For European organizations, the ToolShell exploit chain poses a significant risk to the confidentiality and integrity of sensitive data hosted on on-premises SharePoint servers. Successful exploitation can lead to unauthorized extraction of machine keys and system information, potentially enabling further lateral movement or persistent access within enterprise networks. The in-memory execution of payloads complicates detection by traditional endpoint security solutions, increasing the likelihood of prolonged undetected compromise. This can result in data breaches, intellectual property theft, and disruption of collaboration services critical to business operations. Given SharePoint's widespread use across European public sector, financial institutions, and large enterprises, the impact could be substantial, especially in sectors handling sensitive personal data protected under GDPR. Additionally, the ability of payloads to exfiltrate data over covert channels (e.g., non-standard ports) may bypass network monitoring controls. The threat also raises concerns about supply chain and third-party risks where managed service providers host vulnerable SharePoint instances.

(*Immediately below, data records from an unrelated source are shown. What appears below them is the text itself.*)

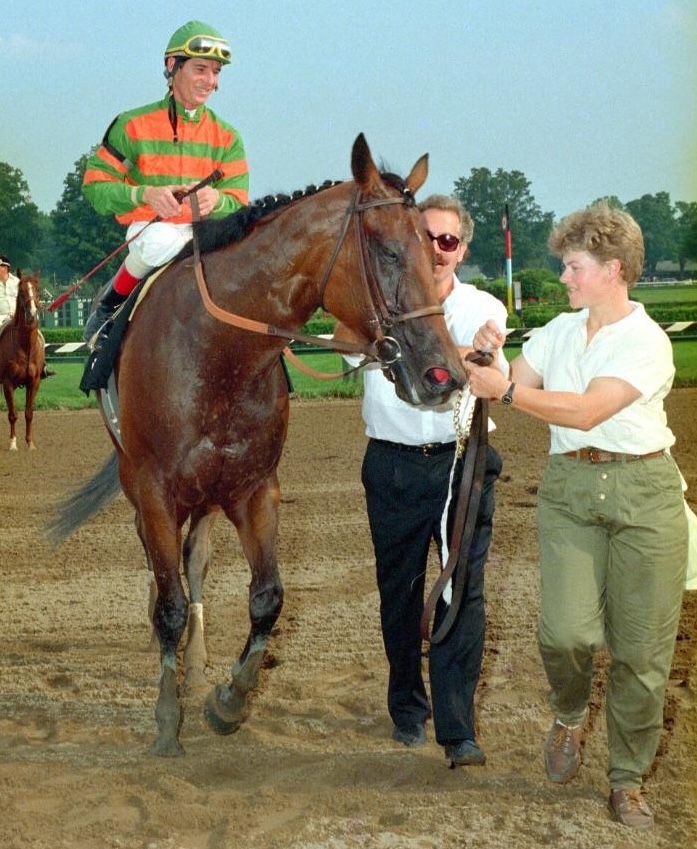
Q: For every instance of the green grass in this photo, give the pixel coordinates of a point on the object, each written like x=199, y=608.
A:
x=62, y=391
x=665, y=295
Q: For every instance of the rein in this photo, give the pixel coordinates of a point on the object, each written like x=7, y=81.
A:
x=383, y=348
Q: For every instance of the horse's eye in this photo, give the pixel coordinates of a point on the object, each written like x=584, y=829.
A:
x=389, y=255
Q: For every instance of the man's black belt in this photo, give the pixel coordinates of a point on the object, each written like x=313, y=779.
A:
x=428, y=449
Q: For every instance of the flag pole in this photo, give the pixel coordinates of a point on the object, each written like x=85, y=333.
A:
x=508, y=245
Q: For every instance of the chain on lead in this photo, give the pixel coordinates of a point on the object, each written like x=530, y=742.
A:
x=462, y=432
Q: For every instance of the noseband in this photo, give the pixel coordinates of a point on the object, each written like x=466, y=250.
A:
x=385, y=316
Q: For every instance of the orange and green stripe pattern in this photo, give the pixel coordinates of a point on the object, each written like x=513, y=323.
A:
x=144, y=137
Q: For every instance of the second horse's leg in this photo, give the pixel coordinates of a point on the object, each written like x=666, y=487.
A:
x=197, y=556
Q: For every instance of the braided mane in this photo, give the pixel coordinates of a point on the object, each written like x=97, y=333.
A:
x=213, y=234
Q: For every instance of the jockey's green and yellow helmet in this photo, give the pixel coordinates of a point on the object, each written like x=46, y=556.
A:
x=196, y=40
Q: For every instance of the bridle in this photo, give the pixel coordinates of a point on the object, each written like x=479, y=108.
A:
x=383, y=348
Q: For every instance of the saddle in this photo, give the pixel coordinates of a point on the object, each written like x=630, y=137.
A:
x=107, y=344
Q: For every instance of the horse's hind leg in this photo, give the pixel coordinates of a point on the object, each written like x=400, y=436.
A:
x=32, y=389
x=162, y=541
x=257, y=525
x=197, y=555
x=11, y=414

While no known widespread exploitation is reported, the medium severity rating reflects the potential for impactful attacks if defenses are not strengthened.

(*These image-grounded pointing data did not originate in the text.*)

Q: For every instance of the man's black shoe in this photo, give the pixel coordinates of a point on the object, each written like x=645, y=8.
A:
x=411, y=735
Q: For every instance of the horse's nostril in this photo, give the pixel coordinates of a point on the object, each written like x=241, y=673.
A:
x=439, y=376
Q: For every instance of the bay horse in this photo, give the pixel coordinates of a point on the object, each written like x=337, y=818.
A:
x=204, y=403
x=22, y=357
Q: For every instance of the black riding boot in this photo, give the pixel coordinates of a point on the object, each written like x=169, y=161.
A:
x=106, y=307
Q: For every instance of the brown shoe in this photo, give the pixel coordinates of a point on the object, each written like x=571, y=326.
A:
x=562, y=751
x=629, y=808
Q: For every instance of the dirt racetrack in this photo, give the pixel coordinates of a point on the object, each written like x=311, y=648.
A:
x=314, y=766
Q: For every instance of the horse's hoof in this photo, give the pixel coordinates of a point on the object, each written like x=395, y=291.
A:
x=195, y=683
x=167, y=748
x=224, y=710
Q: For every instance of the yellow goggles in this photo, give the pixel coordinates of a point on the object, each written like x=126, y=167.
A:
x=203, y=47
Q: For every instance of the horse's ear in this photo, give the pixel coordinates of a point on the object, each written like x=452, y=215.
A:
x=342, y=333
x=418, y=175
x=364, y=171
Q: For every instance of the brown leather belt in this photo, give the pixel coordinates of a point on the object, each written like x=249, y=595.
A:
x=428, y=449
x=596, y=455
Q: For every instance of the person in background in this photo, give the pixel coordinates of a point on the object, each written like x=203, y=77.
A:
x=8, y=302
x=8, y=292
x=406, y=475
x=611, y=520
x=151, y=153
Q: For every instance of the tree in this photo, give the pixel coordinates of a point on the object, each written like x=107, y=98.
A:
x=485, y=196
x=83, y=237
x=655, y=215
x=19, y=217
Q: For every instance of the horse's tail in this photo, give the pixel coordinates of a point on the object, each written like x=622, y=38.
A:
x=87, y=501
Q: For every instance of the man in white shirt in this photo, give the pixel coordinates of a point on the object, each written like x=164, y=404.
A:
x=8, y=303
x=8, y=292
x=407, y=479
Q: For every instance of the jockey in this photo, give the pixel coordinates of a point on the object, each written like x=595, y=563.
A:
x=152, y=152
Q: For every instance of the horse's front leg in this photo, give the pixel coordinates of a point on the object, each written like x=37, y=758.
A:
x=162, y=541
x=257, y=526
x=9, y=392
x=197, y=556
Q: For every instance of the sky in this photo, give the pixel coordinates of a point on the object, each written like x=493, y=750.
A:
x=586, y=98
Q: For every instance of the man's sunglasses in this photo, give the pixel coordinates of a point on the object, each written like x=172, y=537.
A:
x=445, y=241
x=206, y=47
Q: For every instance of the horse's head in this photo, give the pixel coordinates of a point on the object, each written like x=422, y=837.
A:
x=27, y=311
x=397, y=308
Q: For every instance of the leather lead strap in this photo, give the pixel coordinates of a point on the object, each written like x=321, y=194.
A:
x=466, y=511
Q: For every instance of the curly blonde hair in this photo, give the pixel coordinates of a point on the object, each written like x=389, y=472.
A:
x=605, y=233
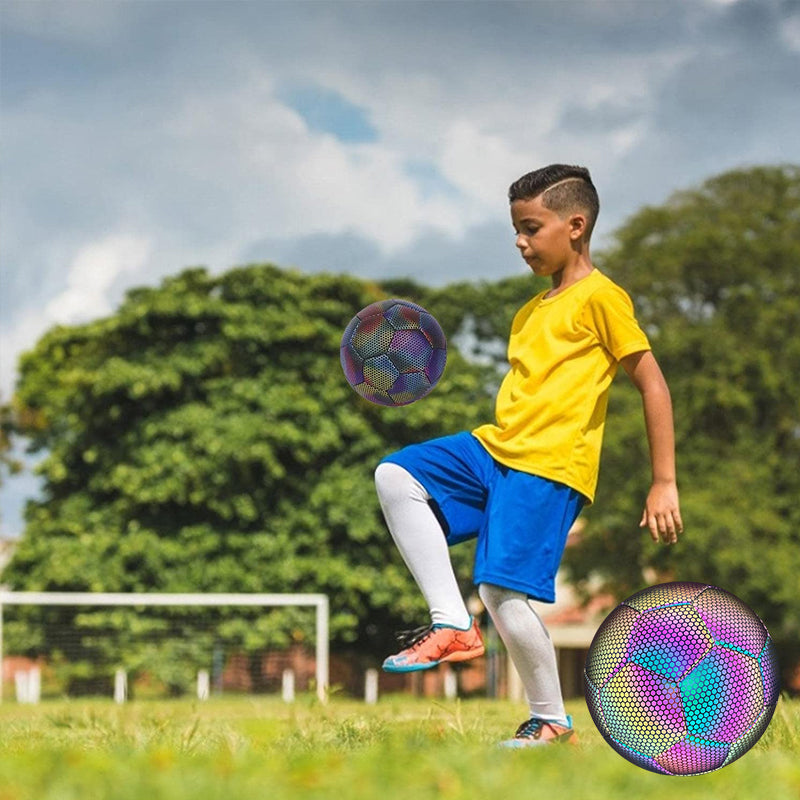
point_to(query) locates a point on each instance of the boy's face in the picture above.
(546, 241)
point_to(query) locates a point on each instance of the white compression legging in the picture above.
(420, 540)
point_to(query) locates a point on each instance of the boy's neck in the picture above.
(571, 274)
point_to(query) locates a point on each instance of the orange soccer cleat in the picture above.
(427, 647)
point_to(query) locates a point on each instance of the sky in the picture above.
(373, 138)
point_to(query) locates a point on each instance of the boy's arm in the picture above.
(662, 512)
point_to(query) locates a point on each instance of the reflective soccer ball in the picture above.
(682, 678)
(393, 352)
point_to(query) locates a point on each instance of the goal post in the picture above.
(102, 599)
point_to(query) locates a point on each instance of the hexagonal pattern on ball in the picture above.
(393, 352)
(681, 678)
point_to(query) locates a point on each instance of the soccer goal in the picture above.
(88, 634)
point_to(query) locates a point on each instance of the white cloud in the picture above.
(92, 272)
(91, 276)
(790, 32)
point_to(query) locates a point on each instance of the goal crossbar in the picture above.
(320, 601)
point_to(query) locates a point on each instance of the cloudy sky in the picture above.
(374, 138)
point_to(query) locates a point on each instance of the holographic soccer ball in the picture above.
(681, 678)
(393, 352)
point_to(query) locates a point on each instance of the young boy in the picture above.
(518, 485)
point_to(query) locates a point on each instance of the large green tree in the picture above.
(203, 439)
(715, 277)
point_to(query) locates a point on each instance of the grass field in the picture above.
(401, 748)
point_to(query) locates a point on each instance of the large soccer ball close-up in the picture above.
(393, 352)
(682, 678)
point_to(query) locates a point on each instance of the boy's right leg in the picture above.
(452, 635)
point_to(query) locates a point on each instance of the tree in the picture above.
(714, 278)
(203, 438)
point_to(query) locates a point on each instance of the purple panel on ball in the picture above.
(730, 620)
(436, 364)
(432, 330)
(669, 641)
(409, 387)
(693, 756)
(380, 372)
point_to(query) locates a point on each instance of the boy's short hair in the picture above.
(564, 189)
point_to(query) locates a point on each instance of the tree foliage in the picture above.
(203, 439)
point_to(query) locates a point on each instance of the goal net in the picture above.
(158, 645)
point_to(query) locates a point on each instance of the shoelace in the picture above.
(414, 636)
(531, 729)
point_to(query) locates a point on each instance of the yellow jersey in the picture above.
(551, 406)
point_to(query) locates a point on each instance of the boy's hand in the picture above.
(662, 513)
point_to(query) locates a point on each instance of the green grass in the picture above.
(399, 749)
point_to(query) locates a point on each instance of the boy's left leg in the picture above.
(517, 557)
(531, 649)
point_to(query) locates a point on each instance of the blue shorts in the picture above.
(521, 520)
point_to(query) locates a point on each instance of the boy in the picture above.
(518, 485)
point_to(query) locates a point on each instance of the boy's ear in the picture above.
(577, 226)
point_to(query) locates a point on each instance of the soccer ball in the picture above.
(681, 678)
(393, 352)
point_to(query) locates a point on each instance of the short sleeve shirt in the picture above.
(551, 406)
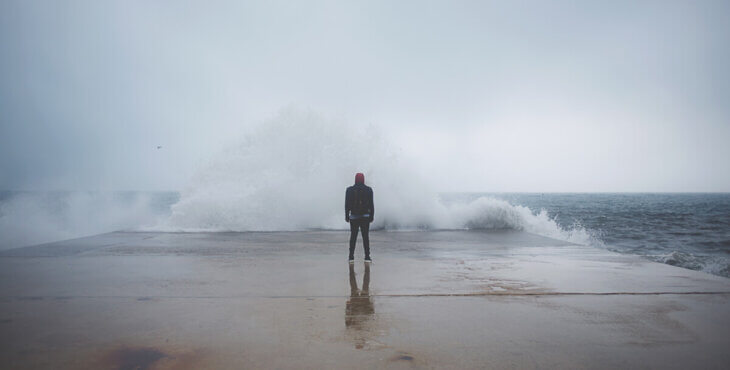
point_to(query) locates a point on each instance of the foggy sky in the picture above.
(484, 96)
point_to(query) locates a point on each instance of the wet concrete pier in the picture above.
(448, 299)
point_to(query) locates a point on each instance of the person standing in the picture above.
(359, 212)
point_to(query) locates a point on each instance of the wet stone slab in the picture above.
(447, 299)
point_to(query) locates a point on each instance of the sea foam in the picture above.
(291, 172)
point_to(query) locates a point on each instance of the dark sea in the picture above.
(689, 230)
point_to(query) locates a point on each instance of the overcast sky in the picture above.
(486, 96)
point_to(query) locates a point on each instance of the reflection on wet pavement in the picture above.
(359, 309)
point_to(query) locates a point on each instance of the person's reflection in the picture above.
(359, 308)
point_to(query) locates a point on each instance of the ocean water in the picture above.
(690, 230)
(685, 230)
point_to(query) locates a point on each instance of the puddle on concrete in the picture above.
(133, 358)
(141, 358)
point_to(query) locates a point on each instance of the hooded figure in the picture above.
(359, 212)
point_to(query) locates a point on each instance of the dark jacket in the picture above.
(359, 202)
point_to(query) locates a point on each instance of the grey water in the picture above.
(690, 230)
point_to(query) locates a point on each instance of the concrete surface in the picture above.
(445, 299)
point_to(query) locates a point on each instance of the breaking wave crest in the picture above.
(291, 173)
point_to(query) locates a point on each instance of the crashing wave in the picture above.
(291, 173)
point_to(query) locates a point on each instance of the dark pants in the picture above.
(364, 225)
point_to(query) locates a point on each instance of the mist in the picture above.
(483, 96)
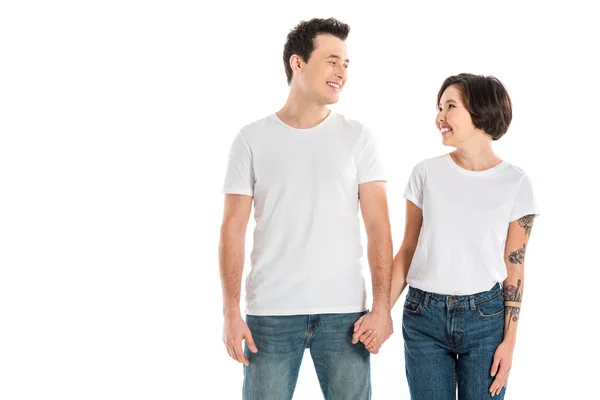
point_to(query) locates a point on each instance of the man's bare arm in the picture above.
(231, 266)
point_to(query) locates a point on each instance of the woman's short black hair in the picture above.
(486, 99)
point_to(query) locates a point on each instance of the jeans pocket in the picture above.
(491, 308)
(411, 306)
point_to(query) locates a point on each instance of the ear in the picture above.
(296, 63)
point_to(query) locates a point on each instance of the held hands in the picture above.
(373, 329)
(501, 366)
(234, 330)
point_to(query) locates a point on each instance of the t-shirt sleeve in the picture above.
(415, 185)
(239, 175)
(369, 165)
(525, 203)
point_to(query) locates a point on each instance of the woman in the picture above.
(469, 216)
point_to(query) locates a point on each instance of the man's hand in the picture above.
(234, 330)
(373, 329)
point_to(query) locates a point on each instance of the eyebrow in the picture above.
(337, 57)
(447, 101)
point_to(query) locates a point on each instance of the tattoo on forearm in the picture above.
(513, 294)
(513, 312)
(517, 256)
(526, 223)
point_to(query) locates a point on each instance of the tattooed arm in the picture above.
(516, 245)
(514, 256)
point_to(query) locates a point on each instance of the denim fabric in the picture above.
(449, 343)
(343, 368)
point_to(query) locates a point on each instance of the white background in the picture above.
(116, 119)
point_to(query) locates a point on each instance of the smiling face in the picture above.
(454, 119)
(323, 77)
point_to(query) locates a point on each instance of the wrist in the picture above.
(233, 311)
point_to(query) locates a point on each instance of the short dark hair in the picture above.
(300, 40)
(486, 99)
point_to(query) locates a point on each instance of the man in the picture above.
(307, 170)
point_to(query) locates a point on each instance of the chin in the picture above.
(332, 99)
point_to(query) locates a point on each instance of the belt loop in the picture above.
(426, 301)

1. Immediate deployment of patches and security updates from Microsoft addressing CVE-2025-53770 and CVE-2025-53771 as soon as they become available. 2. Implement network-level monitoring for suspicious HTTP POST requests targeting SharePoint URLs such as /_layouts/15/ToolPane.aspx and /_layouts/16/ToolPane.aspx, focusing on unusual Referer headers and non-empty request bodies. 3. Use Zeek Network Security Monitor to analyze HTTP logs for indicators of ToolShell payloads, employing scripts or tools like zcutter.py to process compressed logs efficiently. 4. Capture and merge PCAP files daily using DaemonLogger and mergecap to facilitate detailed packet inspection with Wireshark, enabling decoding of suspicious payloads. 5. Develop and deploy custom detection signatures or Nuclei scanner templates tailored to identify ToolShell exploit attempts and in-memory payloads. 6. Enhance endpoint detection capabilities to monitor for anomalous in-memory execution of .NET DLLs and PowerShell commands, possibly leveraging behavior-based detection or EDR solutions with memory analysis features. 7. Restrict outbound network traffic from SharePoint servers, especially to uncommon ports like 40443, to limit data exfiltration channels. 8. Conduct regular threat hunting exercises using the described decoding and analysis methodology to proactively identify compromised systems. 9. Harden SharePoint server configurations by disabling unnecessary features and enforcing strict authentication and authorization policies. 10. Educate security teams on the evolving tactics of threat actors using in-memory payloads to improve incident response readiness.